The sequel to the studio’s 2003 smash grossed over $1 billion worldwide and is still the biggest movie of the year in the U.S., taking in $486 million at the domestic box office. While its queer characters might be onscreen for just a handful of moments, the protagonist of “Finding Dory” is voiced by Ellen Degeneres, one of the most recognizable LGBT people in the world. Despite the reported concerns of film executives about the impact of queer representation on international distribution, the movie grossed $38 million in China and $9 million in Russia, not too shabby.
Although McKinnon has been the best thing about “SNL” for years, it’s notable that it took this long for the comic to get her own movie.
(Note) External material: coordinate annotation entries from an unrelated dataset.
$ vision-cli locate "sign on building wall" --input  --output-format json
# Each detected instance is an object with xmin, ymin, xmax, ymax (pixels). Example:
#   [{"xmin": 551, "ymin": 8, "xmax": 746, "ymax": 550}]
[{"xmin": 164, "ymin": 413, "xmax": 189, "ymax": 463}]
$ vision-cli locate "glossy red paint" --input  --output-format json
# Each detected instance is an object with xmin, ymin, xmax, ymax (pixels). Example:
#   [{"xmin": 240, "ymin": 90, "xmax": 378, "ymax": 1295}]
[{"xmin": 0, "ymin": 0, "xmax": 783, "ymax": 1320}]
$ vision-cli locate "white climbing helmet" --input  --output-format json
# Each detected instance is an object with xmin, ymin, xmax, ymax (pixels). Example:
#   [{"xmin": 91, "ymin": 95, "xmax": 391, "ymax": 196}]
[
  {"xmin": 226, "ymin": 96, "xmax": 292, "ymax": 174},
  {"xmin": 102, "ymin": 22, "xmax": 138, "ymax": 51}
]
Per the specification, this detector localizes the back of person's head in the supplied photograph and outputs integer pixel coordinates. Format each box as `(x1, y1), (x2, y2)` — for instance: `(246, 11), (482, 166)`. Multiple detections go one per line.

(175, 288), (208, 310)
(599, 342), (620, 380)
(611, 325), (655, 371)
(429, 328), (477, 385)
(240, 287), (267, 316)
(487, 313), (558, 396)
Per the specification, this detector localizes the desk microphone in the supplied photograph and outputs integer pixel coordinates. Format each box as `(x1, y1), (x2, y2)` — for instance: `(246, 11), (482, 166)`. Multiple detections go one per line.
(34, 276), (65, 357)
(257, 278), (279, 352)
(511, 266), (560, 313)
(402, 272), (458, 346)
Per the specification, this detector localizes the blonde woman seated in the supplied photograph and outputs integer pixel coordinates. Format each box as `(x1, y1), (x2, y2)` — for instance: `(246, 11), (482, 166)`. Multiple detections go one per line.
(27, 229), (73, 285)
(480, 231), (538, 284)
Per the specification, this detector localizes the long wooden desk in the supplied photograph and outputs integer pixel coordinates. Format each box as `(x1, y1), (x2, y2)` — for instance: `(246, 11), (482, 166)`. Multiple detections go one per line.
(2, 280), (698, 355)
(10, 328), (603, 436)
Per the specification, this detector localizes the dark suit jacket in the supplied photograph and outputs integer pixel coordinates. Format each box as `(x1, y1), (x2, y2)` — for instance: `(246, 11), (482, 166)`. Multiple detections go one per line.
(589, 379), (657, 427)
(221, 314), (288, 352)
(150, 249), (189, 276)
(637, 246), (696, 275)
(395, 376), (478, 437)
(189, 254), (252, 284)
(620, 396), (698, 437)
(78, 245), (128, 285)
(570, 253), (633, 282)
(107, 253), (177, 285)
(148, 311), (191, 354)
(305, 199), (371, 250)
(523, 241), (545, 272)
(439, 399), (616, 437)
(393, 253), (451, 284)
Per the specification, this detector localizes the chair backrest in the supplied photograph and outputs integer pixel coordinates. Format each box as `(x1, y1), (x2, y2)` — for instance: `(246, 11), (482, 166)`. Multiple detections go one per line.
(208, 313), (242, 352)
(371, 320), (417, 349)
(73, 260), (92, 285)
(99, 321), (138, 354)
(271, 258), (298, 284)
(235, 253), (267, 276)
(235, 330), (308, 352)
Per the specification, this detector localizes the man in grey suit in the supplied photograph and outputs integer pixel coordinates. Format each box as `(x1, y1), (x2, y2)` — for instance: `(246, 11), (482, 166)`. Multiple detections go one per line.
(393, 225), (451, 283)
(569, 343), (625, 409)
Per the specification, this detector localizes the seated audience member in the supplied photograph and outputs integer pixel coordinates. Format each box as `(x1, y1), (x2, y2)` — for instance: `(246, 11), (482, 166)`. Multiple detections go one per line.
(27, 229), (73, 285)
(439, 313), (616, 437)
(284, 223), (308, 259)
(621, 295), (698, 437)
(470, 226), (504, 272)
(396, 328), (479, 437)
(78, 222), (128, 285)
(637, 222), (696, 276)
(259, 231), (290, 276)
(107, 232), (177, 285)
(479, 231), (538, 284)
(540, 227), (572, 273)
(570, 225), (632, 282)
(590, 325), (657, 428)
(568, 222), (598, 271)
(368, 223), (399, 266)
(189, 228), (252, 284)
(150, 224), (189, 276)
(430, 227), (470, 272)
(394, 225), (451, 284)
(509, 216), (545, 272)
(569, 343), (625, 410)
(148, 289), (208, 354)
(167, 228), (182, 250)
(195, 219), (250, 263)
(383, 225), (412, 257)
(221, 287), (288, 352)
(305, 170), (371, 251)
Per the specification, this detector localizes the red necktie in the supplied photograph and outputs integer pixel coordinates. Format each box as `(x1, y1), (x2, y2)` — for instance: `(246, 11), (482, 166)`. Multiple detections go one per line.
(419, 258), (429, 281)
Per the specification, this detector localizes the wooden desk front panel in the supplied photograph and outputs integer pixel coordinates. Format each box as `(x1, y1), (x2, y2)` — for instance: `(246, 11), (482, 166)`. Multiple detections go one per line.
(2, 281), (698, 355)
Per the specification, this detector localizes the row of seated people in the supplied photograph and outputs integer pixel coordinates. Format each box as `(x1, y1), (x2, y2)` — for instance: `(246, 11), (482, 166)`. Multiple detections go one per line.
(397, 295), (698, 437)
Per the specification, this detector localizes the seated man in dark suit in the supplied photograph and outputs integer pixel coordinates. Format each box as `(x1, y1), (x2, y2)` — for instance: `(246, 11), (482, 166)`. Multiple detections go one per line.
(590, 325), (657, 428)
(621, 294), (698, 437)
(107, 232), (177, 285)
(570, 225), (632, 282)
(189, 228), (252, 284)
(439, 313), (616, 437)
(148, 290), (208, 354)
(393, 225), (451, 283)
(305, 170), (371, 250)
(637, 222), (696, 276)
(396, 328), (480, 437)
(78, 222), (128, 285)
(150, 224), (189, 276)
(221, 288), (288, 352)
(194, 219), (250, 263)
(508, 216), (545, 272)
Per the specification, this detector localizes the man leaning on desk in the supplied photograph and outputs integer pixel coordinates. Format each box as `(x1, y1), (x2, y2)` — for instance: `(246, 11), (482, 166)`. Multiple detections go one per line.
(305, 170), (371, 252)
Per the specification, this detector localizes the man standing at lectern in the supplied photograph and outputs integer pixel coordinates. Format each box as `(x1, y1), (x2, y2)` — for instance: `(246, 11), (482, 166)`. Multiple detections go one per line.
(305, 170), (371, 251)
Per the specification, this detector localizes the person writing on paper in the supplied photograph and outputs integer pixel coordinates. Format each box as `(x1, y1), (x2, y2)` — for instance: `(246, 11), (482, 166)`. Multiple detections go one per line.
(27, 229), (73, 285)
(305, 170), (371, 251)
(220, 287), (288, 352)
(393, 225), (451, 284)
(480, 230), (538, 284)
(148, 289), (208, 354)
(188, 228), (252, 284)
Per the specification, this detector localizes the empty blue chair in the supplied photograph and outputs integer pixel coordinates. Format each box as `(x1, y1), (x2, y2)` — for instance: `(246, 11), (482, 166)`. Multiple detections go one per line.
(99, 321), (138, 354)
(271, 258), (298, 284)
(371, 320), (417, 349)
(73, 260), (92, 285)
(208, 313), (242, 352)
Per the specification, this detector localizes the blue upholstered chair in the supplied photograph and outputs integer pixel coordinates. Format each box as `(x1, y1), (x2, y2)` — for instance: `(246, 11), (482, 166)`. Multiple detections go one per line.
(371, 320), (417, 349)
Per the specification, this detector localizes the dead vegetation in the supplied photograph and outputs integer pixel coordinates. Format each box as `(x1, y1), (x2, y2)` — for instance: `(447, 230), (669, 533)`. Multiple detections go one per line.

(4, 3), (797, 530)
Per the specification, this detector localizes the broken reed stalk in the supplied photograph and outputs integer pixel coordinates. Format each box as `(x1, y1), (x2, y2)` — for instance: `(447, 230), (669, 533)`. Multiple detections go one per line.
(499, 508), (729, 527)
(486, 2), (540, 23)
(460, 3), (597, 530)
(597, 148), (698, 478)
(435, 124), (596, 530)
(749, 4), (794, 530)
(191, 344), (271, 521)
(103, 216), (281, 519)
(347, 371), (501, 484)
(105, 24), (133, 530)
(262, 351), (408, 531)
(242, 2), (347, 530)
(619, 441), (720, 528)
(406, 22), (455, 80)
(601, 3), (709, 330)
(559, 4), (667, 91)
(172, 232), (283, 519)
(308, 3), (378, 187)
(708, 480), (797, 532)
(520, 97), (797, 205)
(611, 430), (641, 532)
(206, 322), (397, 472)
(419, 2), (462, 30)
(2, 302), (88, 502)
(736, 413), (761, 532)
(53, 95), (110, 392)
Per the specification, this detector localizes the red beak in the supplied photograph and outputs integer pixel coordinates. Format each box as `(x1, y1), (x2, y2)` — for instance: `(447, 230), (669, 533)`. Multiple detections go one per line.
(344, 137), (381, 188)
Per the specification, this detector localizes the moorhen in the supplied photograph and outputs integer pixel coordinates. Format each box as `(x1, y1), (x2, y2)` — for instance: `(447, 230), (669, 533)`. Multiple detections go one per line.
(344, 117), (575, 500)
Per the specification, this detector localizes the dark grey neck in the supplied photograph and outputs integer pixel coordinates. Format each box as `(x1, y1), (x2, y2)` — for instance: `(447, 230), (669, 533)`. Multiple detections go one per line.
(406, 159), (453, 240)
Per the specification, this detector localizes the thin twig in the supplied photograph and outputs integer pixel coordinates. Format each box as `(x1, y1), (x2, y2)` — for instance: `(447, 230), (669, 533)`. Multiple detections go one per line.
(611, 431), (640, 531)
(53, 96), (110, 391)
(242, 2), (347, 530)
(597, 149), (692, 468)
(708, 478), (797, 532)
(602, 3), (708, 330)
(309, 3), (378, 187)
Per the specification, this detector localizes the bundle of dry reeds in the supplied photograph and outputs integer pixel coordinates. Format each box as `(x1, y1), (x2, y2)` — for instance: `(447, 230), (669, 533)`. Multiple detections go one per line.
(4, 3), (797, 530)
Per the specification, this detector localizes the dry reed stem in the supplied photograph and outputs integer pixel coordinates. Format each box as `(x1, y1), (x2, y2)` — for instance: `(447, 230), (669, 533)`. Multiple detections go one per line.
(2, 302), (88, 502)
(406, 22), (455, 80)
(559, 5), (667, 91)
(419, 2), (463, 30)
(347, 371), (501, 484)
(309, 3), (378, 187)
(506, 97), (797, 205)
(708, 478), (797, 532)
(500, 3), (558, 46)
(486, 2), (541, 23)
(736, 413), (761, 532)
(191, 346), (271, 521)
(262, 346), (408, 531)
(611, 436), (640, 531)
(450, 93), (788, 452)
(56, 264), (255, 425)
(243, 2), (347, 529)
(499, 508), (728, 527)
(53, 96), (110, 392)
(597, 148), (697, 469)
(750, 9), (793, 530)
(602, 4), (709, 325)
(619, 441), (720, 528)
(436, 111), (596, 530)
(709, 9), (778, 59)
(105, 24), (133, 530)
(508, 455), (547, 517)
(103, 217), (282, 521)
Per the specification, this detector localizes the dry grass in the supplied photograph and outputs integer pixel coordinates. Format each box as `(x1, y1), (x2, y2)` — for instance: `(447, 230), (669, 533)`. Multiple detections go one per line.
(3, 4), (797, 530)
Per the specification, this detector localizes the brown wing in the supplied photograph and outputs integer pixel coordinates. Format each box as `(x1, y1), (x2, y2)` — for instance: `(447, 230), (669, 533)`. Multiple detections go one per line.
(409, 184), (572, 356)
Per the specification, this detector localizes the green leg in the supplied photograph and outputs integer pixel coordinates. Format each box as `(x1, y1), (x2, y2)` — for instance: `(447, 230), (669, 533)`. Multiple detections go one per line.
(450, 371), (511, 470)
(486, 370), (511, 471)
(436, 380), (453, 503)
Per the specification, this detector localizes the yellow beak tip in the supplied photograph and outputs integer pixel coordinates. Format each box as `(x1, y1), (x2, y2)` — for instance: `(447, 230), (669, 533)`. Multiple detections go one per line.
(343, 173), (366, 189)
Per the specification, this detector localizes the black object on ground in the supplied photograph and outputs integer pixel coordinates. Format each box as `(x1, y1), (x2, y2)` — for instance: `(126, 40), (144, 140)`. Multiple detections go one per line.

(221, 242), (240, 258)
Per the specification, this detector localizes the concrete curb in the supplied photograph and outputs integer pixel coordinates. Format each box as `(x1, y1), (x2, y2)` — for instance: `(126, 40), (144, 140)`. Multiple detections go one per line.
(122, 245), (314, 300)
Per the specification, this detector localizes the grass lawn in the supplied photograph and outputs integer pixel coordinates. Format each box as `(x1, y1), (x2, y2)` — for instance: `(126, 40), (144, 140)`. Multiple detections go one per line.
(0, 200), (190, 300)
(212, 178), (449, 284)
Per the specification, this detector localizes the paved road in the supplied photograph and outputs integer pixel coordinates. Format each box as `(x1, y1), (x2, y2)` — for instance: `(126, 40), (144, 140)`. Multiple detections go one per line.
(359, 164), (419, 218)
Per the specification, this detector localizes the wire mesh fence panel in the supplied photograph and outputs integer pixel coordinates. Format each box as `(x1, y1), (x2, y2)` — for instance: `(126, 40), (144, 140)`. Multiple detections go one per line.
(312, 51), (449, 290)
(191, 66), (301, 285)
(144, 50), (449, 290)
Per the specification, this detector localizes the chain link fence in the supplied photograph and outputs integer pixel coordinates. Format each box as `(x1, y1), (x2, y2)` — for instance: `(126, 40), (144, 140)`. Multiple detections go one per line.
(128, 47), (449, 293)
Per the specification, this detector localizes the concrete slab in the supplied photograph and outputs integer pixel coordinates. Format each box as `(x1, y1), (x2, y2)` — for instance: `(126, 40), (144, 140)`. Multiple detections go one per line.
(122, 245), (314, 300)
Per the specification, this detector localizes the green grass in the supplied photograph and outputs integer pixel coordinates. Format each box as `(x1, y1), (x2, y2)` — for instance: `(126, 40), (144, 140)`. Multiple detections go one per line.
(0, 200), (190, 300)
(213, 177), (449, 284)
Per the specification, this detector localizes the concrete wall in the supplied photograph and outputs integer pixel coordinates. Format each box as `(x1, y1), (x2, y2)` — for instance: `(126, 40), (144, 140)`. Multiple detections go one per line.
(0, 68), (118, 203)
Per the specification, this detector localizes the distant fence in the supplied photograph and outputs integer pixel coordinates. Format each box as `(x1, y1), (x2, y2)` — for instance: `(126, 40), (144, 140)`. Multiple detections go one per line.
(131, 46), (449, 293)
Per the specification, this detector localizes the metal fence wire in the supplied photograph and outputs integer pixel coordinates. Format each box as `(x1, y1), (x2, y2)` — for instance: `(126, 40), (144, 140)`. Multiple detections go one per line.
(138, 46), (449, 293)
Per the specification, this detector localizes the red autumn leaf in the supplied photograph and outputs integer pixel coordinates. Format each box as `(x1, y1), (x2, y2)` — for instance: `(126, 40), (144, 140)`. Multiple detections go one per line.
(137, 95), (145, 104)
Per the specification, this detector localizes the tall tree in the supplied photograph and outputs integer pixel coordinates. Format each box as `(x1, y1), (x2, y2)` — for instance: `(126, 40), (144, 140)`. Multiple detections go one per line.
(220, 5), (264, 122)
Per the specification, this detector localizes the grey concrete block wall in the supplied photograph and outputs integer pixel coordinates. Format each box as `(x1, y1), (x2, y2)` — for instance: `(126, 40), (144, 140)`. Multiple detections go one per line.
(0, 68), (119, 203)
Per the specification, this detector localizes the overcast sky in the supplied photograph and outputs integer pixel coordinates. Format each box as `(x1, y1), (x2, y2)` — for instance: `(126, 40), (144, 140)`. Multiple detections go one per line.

Kristen Wiig started landing key roles in films like “Knocked Up” and “Walk Hard: The Dewey Cox Story” shortly after joining the sketch comedy program in 2005. Should “The Lunch Witch” bow in 2018, it will have been six years since McKinnon’s “SNL” debut.
If she’s finally getting the big break for which she’s long overdue, that is because audiences are ready for an out lesbian A-lister, even if Hollywood is struggling to catch up. Whatever your feelings were about the “Ghostbusters” reboot, just about everyone agreed McKinnon, who played the ambiguously queer Dr. Jillian Holtzmann, stole the show. She has that rare quality that megastars have of commanding our attention even when they aren’t actually doing anything. No matter if McKinnon is licking a proton blaster or trying on funny hats, you simply can’t take your eyes off her.
Director Paul Feig — at Sony’s behest — played down the character’s sexuality in interviews, saying that it was up to audiences to decide, but it seems they already have. And they’ve decided that they want more than what The Daily Beast’s Samantha Allen memorably called “Schrödinger’s lesbians — gay and straight at once, all things to all viewers.”
The titular Lunch Witch isn’t queer, but the woman who plays her will be. That’s a pretty good start.